ÇHD: SADECE ‘EŞİTLİK İLKESİ’NE AYKIRI DEĞİL
KHK ile kapatılan Çağdaş Hukukçular Derneği (ÇHD) İstanbul Şube Başkanı Gökmen Yeşil ise, infaz yasasının sadece ‘eşitlik ilkesi’ ile tartışılmasının doğru olmadığı görüşünde.

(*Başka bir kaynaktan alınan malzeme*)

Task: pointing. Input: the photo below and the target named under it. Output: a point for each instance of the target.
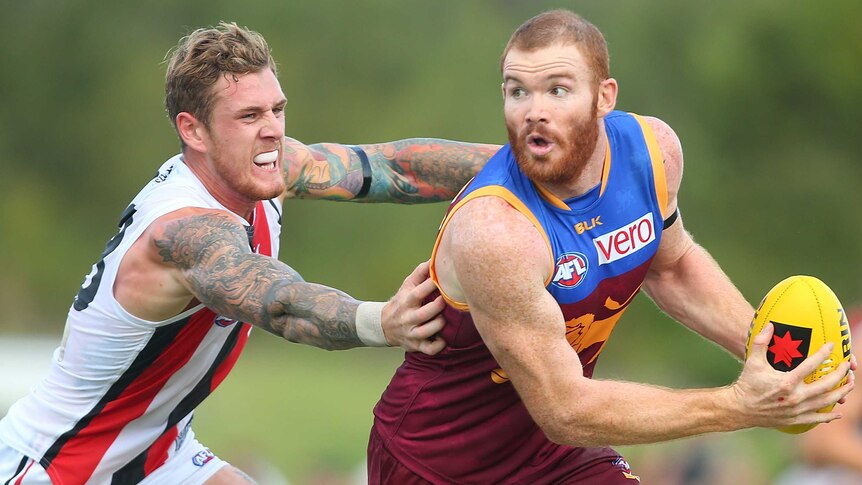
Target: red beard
(569, 158)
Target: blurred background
(766, 97)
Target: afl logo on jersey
(223, 321)
(571, 269)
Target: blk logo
(571, 269)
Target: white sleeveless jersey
(121, 390)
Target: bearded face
(551, 105)
(554, 156)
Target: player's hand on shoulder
(771, 398)
(409, 320)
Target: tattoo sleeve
(407, 171)
(213, 254)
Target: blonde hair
(205, 55)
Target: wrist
(369, 324)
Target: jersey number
(87, 292)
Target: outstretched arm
(684, 280)
(208, 253)
(524, 329)
(406, 171)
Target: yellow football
(806, 315)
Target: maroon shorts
(385, 469)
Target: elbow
(566, 427)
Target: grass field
(307, 412)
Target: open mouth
(539, 144)
(268, 160)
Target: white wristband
(369, 325)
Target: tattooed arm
(406, 171)
(205, 255)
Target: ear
(607, 98)
(192, 131)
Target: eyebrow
(553, 77)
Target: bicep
(423, 169)
(321, 171)
(211, 253)
(501, 263)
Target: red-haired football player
(832, 453)
(538, 258)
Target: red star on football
(785, 349)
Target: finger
(421, 291)
(761, 342)
(429, 329)
(430, 309)
(419, 274)
(432, 347)
(813, 361)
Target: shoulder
(183, 236)
(671, 150)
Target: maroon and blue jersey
(455, 417)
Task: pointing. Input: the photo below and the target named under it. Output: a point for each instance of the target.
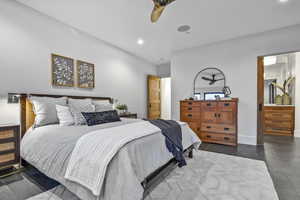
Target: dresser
(9, 148)
(212, 121)
(279, 120)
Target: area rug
(208, 176)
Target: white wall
(164, 70)
(238, 59)
(166, 98)
(297, 97)
(27, 38)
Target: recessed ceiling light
(140, 41)
(184, 29)
(283, 1)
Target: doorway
(278, 89)
(159, 97)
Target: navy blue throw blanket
(172, 131)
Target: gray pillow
(101, 106)
(77, 106)
(44, 109)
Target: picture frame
(62, 71)
(85, 75)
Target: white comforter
(49, 149)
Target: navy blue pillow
(95, 118)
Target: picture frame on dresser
(10, 162)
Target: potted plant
(122, 107)
(286, 99)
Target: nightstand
(129, 115)
(9, 149)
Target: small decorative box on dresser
(279, 120)
(9, 148)
(213, 121)
(129, 115)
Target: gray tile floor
(282, 155)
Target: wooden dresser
(279, 120)
(213, 121)
(9, 148)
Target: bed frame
(27, 120)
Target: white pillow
(45, 111)
(77, 106)
(64, 115)
(101, 106)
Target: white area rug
(208, 176)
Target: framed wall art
(62, 71)
(85, 75)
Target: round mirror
(210, 83)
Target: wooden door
(260, 100)
(154, 97)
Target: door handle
(260, 107)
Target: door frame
(260, 94)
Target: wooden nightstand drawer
(5, 158)
(6, 134)
(7, 146)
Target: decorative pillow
(45, 109)
(95, 118)
(77, 106)
(101, 106)
(64, 115)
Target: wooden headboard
(27, 114)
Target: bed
(50, 148)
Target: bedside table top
(8, 125)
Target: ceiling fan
(159, 6)
(213, 79)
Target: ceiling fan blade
(156, 13)
(207, 79)
(159, 6)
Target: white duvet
(113, 176)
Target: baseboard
(297, 133)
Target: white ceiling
(122, 22)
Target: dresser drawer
(188, 109)
(209, 106)
(190, 103)
(7, 146)
(229, 129)
(282, 116)
(226, 106)
(278, 124)
(7, 134)
(190, 116)
(218, 138)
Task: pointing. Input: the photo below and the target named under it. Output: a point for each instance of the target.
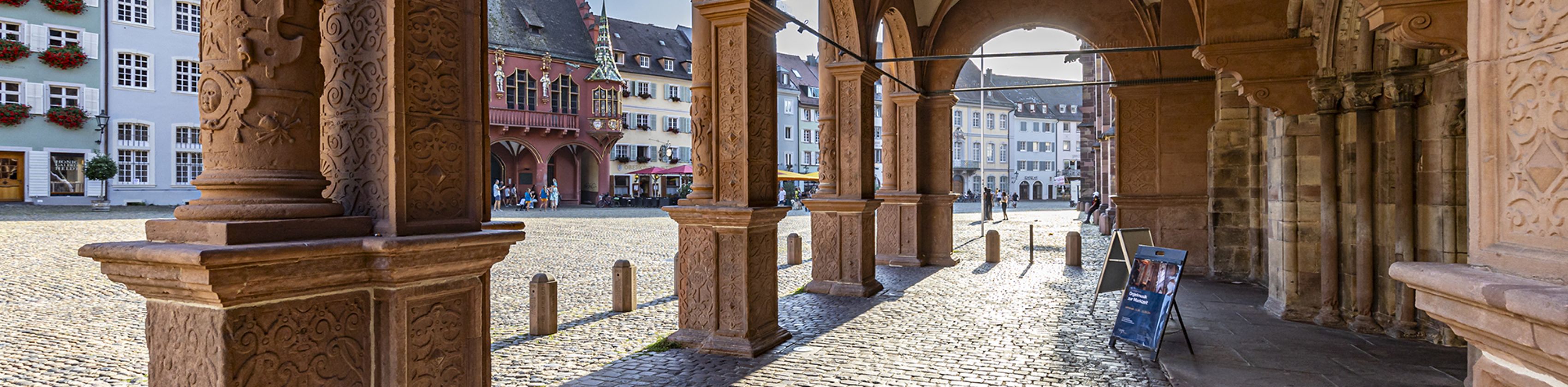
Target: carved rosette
(258, 99)
(1421, 24)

Yeşil’e göre, iktidar bu yasa düzenlemesiyle kendisine muhalif kesimleri düşman olarak görmenin yanında, bu kesimleri özel olarak cezalandırma amacında. Yeşil, “İktidar, infaz yasasıyla kendisine muhalifleri cezaevlerinde ölümle karşı karşıya bıraktığını söylememiz gerekiyor. Dolayısıyla bu düzenlemenin AYM tarafından iptal edilmesi gerekiyor. AYM yaşam hakkı öncelliğini dikkate alarak, elindeki tüm dosyaları mümkünse bir kenara bırakarak, başvuru dosyasını incelemeye almalı ve acilen dosya karara bağlanmalı. Çünkü söz konusu yaşam hakkı” ifadelerini kullandı.